Keyagents are processes represented by a key. If a keyagent's key is
linked
to a session_keyring, it can be sent a realtime signal when a calling
process requests a matching key_type. That signal will dispatch the
process
to construct the desired key within the keyagent process context.
Keyagents
are similar to ssh-agents. To use a keyagent, one must execute a
keyagent
process in the desired context, and then link the keyagent's key onto
other
process' session_keyrings.
This method of linking keyagent keys to session_keyrings can be used
to
construct the various mappings of callers to keyagents that
containers may
need. A single keyagent process can answer request-key upcalls
across
container boundaries, or upcalls can be restricted to specific
containers.
I'm aware that building on realtime signals may not be a popular
choice, but
using realtime signals makes this work simple and ensures delivery.
Realtime
signals are able to convey everything needed to construct keys in
userspace:
the under-construction key's serial number.
This work is not complete; it has security implications, it needs
documentation, it has not been reviewed by anyone. Thanks for
reading this
RFC. I wish to collect criticism and validate this approach.
At a high level I do agree that we need to send a message to a
userspace
process and that message should contain enough information to start
the
user mode helper.
Then a daemon or possibly the container init can receive the message
and dispatch the user mode helper.
Fundamentally that design solves all of the container issues, and I
think solves a few of the user mode helper issues as well.
The challenge with this design is that it requires someone standing up
a
daemon to receive the messages and call a user mode helper to retain
compatibility with current systems.
Yes..
I would prefer to see a file descriptor rather than a signal used to
deliver the message. Signals suck for many many reasons and a file
descriptor based notification potentially can be much simpler.
In the example keyagent on userspace side, signal handling is done with
signalfd(2), which greatly simplifies things.
One of those many reasons is that by not following the common pattern
for filling in kernel_siginfo you have left uninitialized padding in
your structure that will be copied to userspace thus creating a kernel
information leak. Similarly your code doesn't fill in about half the
fields that are present in the siginfo union for the _rt case.
Yes, I just used the stack and only filled in the bare minimum.

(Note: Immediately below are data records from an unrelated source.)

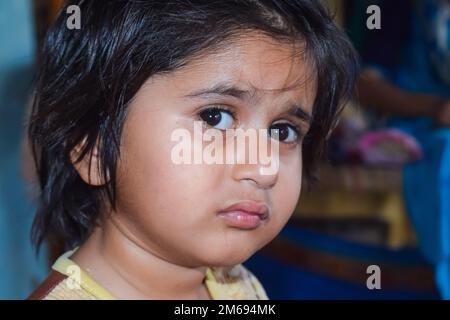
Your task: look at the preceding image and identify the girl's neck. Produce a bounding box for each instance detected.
[70,216,211,300]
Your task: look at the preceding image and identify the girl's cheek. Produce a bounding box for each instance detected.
[278,161,302,213]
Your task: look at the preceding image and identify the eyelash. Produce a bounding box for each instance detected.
[205,105,235,117]
[274,122,303,146]
[197,105,237,126]
[197,105,304,145]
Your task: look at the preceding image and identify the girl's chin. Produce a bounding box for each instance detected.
[202,249,256,267]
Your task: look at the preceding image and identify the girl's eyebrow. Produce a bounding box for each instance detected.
[184,81,253,101]
[287,105,311,124]
[184,81,312,124]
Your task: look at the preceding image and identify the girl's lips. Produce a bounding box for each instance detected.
[218,201,269,229]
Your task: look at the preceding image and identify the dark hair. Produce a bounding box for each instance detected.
[28,0,358,250]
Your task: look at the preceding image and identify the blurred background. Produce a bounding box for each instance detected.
[0,0,449,299]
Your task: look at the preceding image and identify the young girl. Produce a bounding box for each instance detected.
[27,0,357,300]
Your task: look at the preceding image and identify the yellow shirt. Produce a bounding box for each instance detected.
[32,250,268,300]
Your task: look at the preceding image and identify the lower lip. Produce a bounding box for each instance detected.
[218,211,266,229]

I think a file descriptor based design could additionally address the
back and forth your design needs with keys to figure out what event
has
happened and what user mode helper to invoke.
The keys have already built out a fairly rich interface for accepting
authorization keys, and instantiating partially-constructed keys. I
think
the only communication needed (currently) is to dispatch and pass the
key
serial value.
If we used file descriptors instead of rt signals, there'd be some
protocol
engineering to do.
Ideally I would also like to see a design less tied to keys. So that
we
could use this for the other user mode helper cases as well. That
said
solving request_key appears to be the truly important part, there
aren't
many other user mode helpers. Still it would be nice if in theory the
design could be used to dispatch the coredump helper as well.
What if there was a key_type "usermode_helper"? Requesting a key of
that
type executes the binary specified in the callout info. A keyagent
could
satisfy the creation of this key, which would allow the usermode_helper
process to execute in the context of a container. If no keyagent, fall
back
to the legacy call_usermode_helper.
Thanks for the look,
Ben